Inhibitory effects of apatinib on VEGFA (b) and αSMA (c) expression in the mouse model of laser-induced choroidal neovascularization (CNV). Intravitreal (IVT) injection of apatinib (1 µg in 1 µL DMSO) and subconjunctival (subconj) injection of apatinib (5 µg in 1 µL DMSO) were administered immediately after laser photocoagulation. Equal amounts of protein from eye tissue lysates of mice with laser-induced CNV were analyzed for the expression of the indicated proteins. Protein expression in the eyes of mice with laser-induced CNV was measured 1 week after laser photocoagulation by Western blot analysis (a).
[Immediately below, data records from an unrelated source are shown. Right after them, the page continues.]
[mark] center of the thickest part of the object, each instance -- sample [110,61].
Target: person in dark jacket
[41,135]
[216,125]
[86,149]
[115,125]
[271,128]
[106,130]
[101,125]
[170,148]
Data were analyzed using one-way ANOVA (*p < 0.05 and **p < 0.01 vs. non-laser exposed group, ^#p < 0.05 and ^##p < 0.01 vs. only laser exposed group). The results are expressed as mean ± S.E. (n = 5–12). Uncropped blot images are presented in supplementary information (Supplementary Fig. S4).

Fig. 6

Expression of αSMA in the eyes of mice with laser-induced choroidal neovascularization (CNV). Immunohistochemical staining of the eyes of mice with and without laser-induced CNV (DAPI, blue color and αSMA, orange color). White asterisks indicate subretinal fibrosis and deposits and increased αSMA expression level. The white arrow depicts the retinal pigment epithelium layer. Scale bar for each image: 100 μm.

Fig. 7

Inhibitory effects of apatinib on the expression of hyper-reflective lesions in mice with laser-induced choroidal neovascularization (CNV). Laser photocoagulation spots were identified in digital red-free retinal images (non-treatment: (A) bevacizumab: (B) apatinib: (C). Using the center of the laser spot as reference, retinal OCT scans were performed in the vertical plane (non-treatment: (a) bevacizumab: (b) apatinib: (c). Hyper-reflective lesions were confirmed on OCT images. Thereafter, the inner border of the lesion was manually outlined, whereas the hyper-reflective area (mean area of vertical and horizontal planes) was measured using Image J software (version 1.53, https://imagej.nih.gov/ij/index.html). The hyper-reflective lesion area was significantly decreased after intravitreal administration of apatinib (1 µg/1 µL in DMSO) and bevacizumab as positive control (25 µg/1 µL) (D). Data were analyzed using the Kruskal–Wallis test followed by Dunn’s test (*p < 0.05 vs. only laser-induced CNV group), and the results are expressed as mean ± S.E. (n = 10–29).